During a 2020 where things have been far from perfect, No. 4 Minnesota has a chance to head into their winter break without a blemish on their record. The Gophers haven’t trailed in any of their games so far this season against Penn State, Ohio State, Michigan State and continued that trend against Michigan. Even dropping off three of their top young defensemen, Ryan Johnson, Jackson LaCombe and Brock Faber, for USA Hockey’s World Junior Camp didn’t slow them down during a 3-1 win over No. 5 Michigan in Ann Arbor at Yost Ice Arena.
“If anyone looks around, older teams in college hockey are the ones that do well,” Gophers Head Coach Bob Motzko said. “And we’ve got older guys that are leading the way for us. So am I surprised? I’m not surprised how we’re playing.”
“I knew we could play this way. We did it last year and we’re out in a good spot right now. We’re not going to run the table, it never happens in hockey. We just want to keep getting better and pushing forward.”
Minnesota, like a lot of the top programs in college hockey, has to balance acquiring the best talent they can recruit and building the best roster to win. The past decade, they’ve skewed towards being young and it’s certainly still true this season with the fourth youngest roster in college hockey at an average age 21 years – 2 months.
However, Motzko has been trying to get his team older where he can. One of the first players who joined the coach at his new job was Ben Meyers who had been previously connected to Maine and to Nebraska-Omaha. Motzko took the job in March 2018 and Meyers, who captained Delano to their first state tournament appearance, decided he would rather be a Gopher for Motzko in April.
Meyers was the type of player that Minnesota typically didn’t always have room to add. Meyers matured during his two-year junior hockey experience to be an assistant captain for the Force where he was named second team All-USHL and won a Clark Cup.
Now the 22-year-old old center is a key cog for the Gophers and was named the number one star against the Wolverines Tuesday night after scoring a goal and two assists.
“He’s a phenomenal player. He’s always been a staple for our team, that’s why we voted him assistant captain this year,” said linemate sophomore Bryce Brodzinski. “It’s always big when our better players step up in games like this.”
Meyers has certainly been one of the players stepping up this season as he will head into the first half finale leading the team in scoring with eight points (four goals, four assists) in seven games, tied for the team lead in plus/minus at +4 and has established himself as the go-to in the faceoff circle leading the team with 76 faceoff wins.
Motzko often goes to Meyers as one of the first pair of forwards for every penalty kill with Jaxon Nelson, will go to a Meyers’ led power play unit to start a man advantage opportunity and relies on him at the end of the game to hold onto leads.
“He’s going to be one of the better players in the country as just a sophomore and people are seeing that. He’s such a terrific skater, he’s strong on draws, he’s so strong on the puck, he’s got great feel individually to make plays and confidence,” Motzko said. “We could see it coming last year and we kind of had a feeling this could be a big breakout year for him. He has sure proven that… he’s pretty good in all areas… penalty kill, power play, center… he is a versatile player.”
Meyers was a player that became dependable in all deployments last season for the Gophers to make smart plays all over the ice while he tallied 10 goals and 16 assists in 37 games while being named to the Big Ten All-Freshman Team, but he so far has taken it to the next level this season despite the long layoff.
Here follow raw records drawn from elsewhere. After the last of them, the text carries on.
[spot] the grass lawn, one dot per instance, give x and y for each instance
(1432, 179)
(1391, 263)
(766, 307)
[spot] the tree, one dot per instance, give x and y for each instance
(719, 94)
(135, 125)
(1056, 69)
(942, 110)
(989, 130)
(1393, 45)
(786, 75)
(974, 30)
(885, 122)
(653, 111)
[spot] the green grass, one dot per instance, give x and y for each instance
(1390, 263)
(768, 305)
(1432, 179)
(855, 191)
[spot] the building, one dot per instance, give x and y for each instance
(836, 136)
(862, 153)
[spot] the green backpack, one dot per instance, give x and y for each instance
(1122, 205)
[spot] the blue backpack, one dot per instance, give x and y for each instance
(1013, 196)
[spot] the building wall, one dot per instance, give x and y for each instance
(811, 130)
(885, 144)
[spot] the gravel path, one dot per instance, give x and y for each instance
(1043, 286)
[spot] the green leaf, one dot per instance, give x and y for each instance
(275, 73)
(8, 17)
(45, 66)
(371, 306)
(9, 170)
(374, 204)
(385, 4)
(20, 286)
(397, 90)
“We had guys working out on the lawn of the hockey house. It looked like Gold’s Gym outside, it looked like Venice Beach. Benny Meyers looks like a silverback gorilla and all he’s been doing is push-ups in his room,” said senior goaltender Jack LaFontaine heading into the season. “A lot of guys took ownership this summer for how they were going to get better, whether that was on the ice, whether it was off the ice, we did a phenomenal job of making sure that nothing, not even a pandemic, was going to stand in our way of getting better and preparing ourselves for this season.”
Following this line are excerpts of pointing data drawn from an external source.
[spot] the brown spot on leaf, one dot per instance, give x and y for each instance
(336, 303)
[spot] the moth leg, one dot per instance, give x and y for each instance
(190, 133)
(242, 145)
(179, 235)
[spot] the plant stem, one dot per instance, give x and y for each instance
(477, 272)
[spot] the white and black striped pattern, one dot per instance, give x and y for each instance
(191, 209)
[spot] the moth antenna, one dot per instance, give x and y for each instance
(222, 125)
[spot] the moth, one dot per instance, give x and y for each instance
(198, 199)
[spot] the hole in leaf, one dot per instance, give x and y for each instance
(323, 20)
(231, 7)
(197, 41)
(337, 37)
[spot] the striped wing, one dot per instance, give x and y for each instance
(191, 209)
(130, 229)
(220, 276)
It’s a season with a lot of unknowns ahead, like the second half of the schedule that hasn’t been released yet, but it’s not hard to imagine that one of their players will approach it just like he did during game one against Michigan.
“I just stick to the game plan. Same thing we’ve done every other game up till now. Try to get pucks deep and make plays if they’re open, but if not, just keep it simple,” said Meyers.